La connessione tra esternalizzazione e ingerenza trova conferma nella Agenda europea sulla migrazione del 2015, il documento che sancisce la definizione di una politica comune delle migrazioni. Esso dispone una serie di azioni verso l’esterno, tra cui: 1) la necessità della costruzione dei campi per i richiedenti asilo fuori dai confini UE, sperimentando l’”istituzione in Niger di un centro pilota multifunzionale entro il 2015”; 2) la necessità dell’accordo di partenariato con la Turchia per fermare gli arrivi; 3) “fare della migrazione una componente specifica delle missioni di politica di sicurezza e di difesa comune già in corso in Niger e in Mali, che saranno rafforzate sotto l’aspetto della gestione delle frontiere”.

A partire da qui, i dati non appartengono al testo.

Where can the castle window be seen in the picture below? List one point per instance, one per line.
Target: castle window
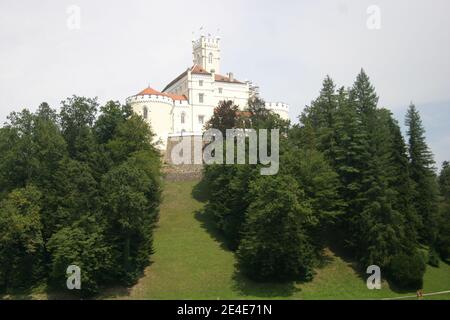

L’aggiornamento dell’Agenda del 2017 esplicita il fatto che bisogna fermare le migrazioni con diverse misure, come ripreso, successivamente, dal Nuovo patto sulla migrazione e l'asilo del 2020. Verso Sud, in maniera particolare, questa opzione è stata rafforzata attraverso gli accordi del 2017 del  Governo italiano con il cosiddetto Governo libico, che prevedevano, tra l’altro, l’addestramento della Guardia costiera libica e la legittimazione del riconoscimento dell’Area di ricerca e salvataggio alle autorità libiche: accordi confermati successivamente, nonostante le molteplici notizie disponibili sui membri di tale Guardia costiera, come, ad esempio, evidenziato in un articolo del settimanale L’Espresso del 2019 con il titolo “Gli scafisti e la Guardia costiera? In Libia sono la stessa cosa”. Al tempo stesso, questi accordi rappresentano l’adozione di quelle “risolute misure in cooperazione con le organizzazioni internazionali e gli Stati membri per rafforzare le capacità della guardia costiera libica di affrontare i continui arrivi irregolari in Italia attraverso la rotta del Mediterraneo centrale”, come riportato nella Comunicazione della Commissione sull’attuazione dell'agenda europea sulla migrazione del 27 Settembre 2017. In questa Comunicazione fu anche ricordato il contributo fondamentale di questi accordi al drastico calo degli arrivi in Italia via mare, riconosciuto come determinante nonostante, al tempo stesso, si evidenziasse la “situazione disperata dei centri di trattenimento”.   

3. Persone sacrificabili

Le condizioni di vita tremende di migliaia di persone intrappolate in Libia sono note da tempo alle istituzioni europee, così come lo sono le complicità istituzionali nel paese africano. Tali condizioni sono conosciute anche dalle popolazioni europee, rese pubbliche da report, inchieste, foto e video almeno dal 2017. Nel frattempo, altri fronti di mobilità si sono riaperti, come quello balcanico, che hanno nuovamente reso di attualità le violenze e le sofferenze che vivono migliaia di persone in fuga ai confini o all’interno dell’Unione Europea, dovute anche ai respingimenti illegali dello Stato italiano in Slovenia, come riconosciuto da un’ordinanza del Tribunale di Roma del 18 Gennaio 2021. D fronte a queste evidenze, alla gravissima situazione di vita di centinaia di migliaia di persone in Libia, Grecia, Turchia e nei Balcani dovuta, anche, alle politiche di blocco decise dalle istituzioni europee o da suoi singoli stati membri in sintonia con le indicazioni della politica comune, un’ampia parte della popolazione europea ha confermato il suo consenso alla politica di accordi con i paesi terzi per contrastare le persone in fuga. In altri termini, c’è un approvazione nelle società dell’UE verso il sacrificio di una parte dell’umanità in cambio di una chiusura ritenuta necessaria per salvaguardare i propri livelli di vita. Questo consenso non si è formato nella paure legate al nuovo coronavirus, ma è di più lungo periodo, rafforzato dalla crisi del 2008-2009, che, in una parte dei paesi europei, in particolare l’Italia, non si è mai pienamente conclusa.

4. Quale politica?

Sono possibili rimedi in questa situazione? Per evitare che l’UE accetti di comportarsi verso le migrazioni secondo il principio per cui ci sono popolazioni sacrificabili va cambiata tutta l’impostazione della politica migratoria, ripensando non solo alla centralità dell’esternalizzazione delle frontiere, ma all’insieme dei rapporti economici e politici nell’intera area euro-mediterranea. Sarà possibile che ciò accada? Questo dipenderà da molteplici fattori, non ultimi dalle rivendicazioni e dalla forza che i movimenti sociali riusciranno a costruire nei prossimi anni nell’intera area.